Limitations & Future Work

  • Trained only on the MegaDepth dataset and not fine-tuned on other tasks, which may limit generalizability.
  • Dense matchers (such as DKM, RoMa) still lead in absolute accuracy; JamMa’s advantage lies primarily on the efficiency side.
  • Although Mamba's causality is mitigated by four-direction scanning and the aggregator, it remains less flexible than true global attention.
  • Directions for improvement: (1) Introduce the more efficient parallel computing of Mamba2; (2) Apply the JEGO strategy to more vision Mamba tasks; (3) Explore dynamic skip strides to adapt to different resolutions.
  • vs. LoFTR/ASpanFormer: Compared to Transformer-based semi-dense matchers, JEGO Mamba achieves better performance with approximately 1/3 of the parameters and 1/4 of the FLOPs. Its core advantage stems from the linear complexity of Mamba and the efficient scanning of JEGO.
  • vs. ELoFTR: ELoFTR uses efficient attention to speed up LoFTR; JamMa further replaces attention with Mamba, using fewer parameters (5.7M vs 16.0M) and running faster (59.9 ms vs 69.6 ms).
  • vs. VMamba/EVMamba: Scanning strategy design in vision Mamba models. VMamba is comprehensive in four directions but has 4× sequence length, while EVMamba is efficient but sacrifices omnidirectionality and global receptive fields.
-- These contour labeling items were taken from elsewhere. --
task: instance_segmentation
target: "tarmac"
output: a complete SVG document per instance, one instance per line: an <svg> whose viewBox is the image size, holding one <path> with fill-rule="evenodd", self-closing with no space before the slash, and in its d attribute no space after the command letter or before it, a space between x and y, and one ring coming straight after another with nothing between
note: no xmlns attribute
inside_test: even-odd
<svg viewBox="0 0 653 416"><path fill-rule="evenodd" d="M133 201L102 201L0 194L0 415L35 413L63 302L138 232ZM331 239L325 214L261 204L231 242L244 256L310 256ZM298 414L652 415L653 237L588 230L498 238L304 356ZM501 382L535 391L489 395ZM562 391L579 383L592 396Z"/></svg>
The JEGO strategy combines the advantages of both.

Rating

  • Novelty: ⭐⭐⭐⭐⭐ The design of the JEGO strategy is ingenious and systematic (joint + efficient + global + omnidirectional), and the Joint Mamba concept is novel.
  • Experimental Thoroughness: ⭐⭐⭐⭐ Evaluated on pose estimation, homography estimation, and detailed ablation studies, but lacks evaluation on more downstream tasks.
  • Writing Quality: ⭐⭐⭐⭐⭐ Figures are intuitive and clear (especially the receptive field visualization), with a logically structured progression.
  • Value: ⭐⭐⭐⭐⭐ Initiates a new direction of applying Mamba to visual matching, presenting a highly practical solution that is both ultra-lightweight and high-performing.